From what i see many other people are having the same or similar issues to me.

I am running windows vista home premium and have a sigmatel soudncard (running sigmatel high defination audio codec)

When i first got my computer i wondered how i could make my guitar (via line in) play through my speakers. I did a bit of googling and hey presto i found that i had to add 'EnableInputMonitor' into my registry and unmute it in the sound settings. This work right away and all was good and finee *UNTIL...* recently.

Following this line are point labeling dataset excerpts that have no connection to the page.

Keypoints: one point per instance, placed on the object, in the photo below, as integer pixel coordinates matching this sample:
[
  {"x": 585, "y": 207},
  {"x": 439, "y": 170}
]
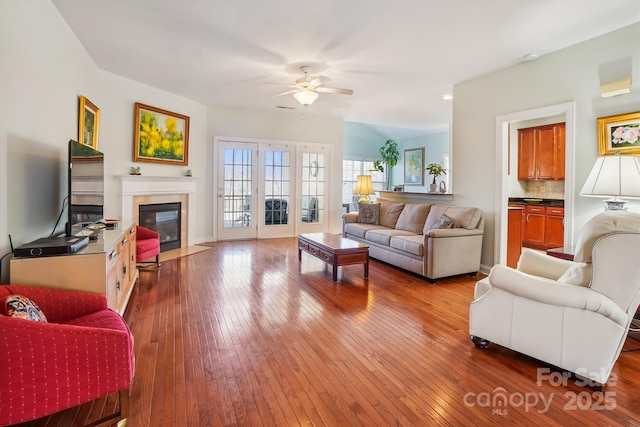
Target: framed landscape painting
[
  {"x": 88, "y": 123},
  {"x": 619, "y": 133},
  {"x": 414, "y": 166},
  {"x": 160, "y": 136}
]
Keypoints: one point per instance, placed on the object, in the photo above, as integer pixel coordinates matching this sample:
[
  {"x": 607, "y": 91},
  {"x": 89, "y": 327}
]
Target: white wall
[
  {"x": 571, "y": 74},
  {"x": 43, "y": 70}
]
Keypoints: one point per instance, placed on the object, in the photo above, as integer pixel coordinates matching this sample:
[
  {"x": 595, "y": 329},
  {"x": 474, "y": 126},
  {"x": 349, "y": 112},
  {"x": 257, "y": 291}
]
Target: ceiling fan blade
[
  {"x": 334, "y": 90},
  {"x": 281, "y": 84},
  {"x": 285, "y": 93}
]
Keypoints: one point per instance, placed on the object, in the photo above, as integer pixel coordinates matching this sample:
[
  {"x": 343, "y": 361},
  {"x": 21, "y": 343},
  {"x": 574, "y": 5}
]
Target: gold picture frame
[
  {"x": 620, "y": 133},
  {"x": 414, "y": 166},
  {"x": 88, "y": 123},
  {"x": 160, "y": 136}
]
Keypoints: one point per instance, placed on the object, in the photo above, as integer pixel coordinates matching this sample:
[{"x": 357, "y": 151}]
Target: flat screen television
[{"x": 86, "y": 187}]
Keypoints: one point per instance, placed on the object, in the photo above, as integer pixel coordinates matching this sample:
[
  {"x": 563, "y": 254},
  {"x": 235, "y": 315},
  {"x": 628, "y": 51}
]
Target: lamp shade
[
  {"x": 614, "y": 176},
  {"x": 364, "y": 187},
  {"x": 306, "y": 96}
]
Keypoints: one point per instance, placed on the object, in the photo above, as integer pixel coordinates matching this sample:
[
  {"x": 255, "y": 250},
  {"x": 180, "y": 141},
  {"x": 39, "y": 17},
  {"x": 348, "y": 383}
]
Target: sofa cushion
[
  {"x": 412, "y": 217},
  {"x": 601, "y": 224},
  {"x": 462, "y": 217},
  {"x": 21, "y": 307},
  {"x": 359, "y": 230},
  {"x": 368, "y": 213},
  {"x": 413, "y": 244},
  {"x": 389, "y": 212},
  {"x": 383, "y": 236},
  {"x": 443, "y": 223}
]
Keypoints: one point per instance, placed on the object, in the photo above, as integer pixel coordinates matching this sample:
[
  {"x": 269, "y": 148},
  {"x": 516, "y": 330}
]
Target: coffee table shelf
[{"x": 335, "y": 250}]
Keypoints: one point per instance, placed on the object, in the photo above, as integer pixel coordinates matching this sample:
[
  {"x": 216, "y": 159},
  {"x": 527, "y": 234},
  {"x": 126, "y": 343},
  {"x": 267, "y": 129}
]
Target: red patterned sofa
[{"x": 83, "y": 351}]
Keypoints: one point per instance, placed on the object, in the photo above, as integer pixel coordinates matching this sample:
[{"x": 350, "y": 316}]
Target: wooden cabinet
[
  {"x": 554, "y": 236},
  {"x": 106, "y": 266},
  {"x": 515, "y": 228},
  {"x": 543, "y": 227},
  {"x": 534, "y": 230},
  {"x": 541, "y": 152}
]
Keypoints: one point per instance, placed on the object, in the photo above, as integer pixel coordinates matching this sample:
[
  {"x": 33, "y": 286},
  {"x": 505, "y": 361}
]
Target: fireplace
[
  {"x": 137, "y": 190},
  {"x": 164, "y": 219}
]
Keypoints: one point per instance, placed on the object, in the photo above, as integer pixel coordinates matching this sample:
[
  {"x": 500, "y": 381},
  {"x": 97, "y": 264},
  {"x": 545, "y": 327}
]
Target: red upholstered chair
[
  {"x": 147, "y": 245},
  {"x": 82, "y": 352}
]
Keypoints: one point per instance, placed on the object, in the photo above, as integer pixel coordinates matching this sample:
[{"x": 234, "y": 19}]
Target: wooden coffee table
[{"x": 335, "y": 250}]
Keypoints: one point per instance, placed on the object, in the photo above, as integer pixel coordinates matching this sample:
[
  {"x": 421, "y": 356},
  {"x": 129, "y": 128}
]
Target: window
[{"x": 350, "y": 171}]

All of a sudden it stopped working, i thin k perhaps it might have been due to updating my audio driver. I've tried uninstalling my audio driver, reinstalling it, reinstalling older audio drivers, re-adding the 'enableinputmonitor' string to the registry. I even tried using programs such as audicity, (which kind of worked- the sound came through the speakers but there was an agonising amount of latency).

Please do not tell me to check slider levels or to check i have unmuted everything...i have checked and they are DEFINATELY all unmuted and cranked up to their highest.

I would realllly appreciate some suggestions on how to get this working so i can once again play my guitar (in real time with no latancy) through my speakers. Thanks X


----------



## daniel_b2380 (Jan 31, 2003)

might look at this thread,
http://forums.techguy.org/multimedia/787210-solved-use-laptop-guitar-amp.html

link to another thread there also,


----------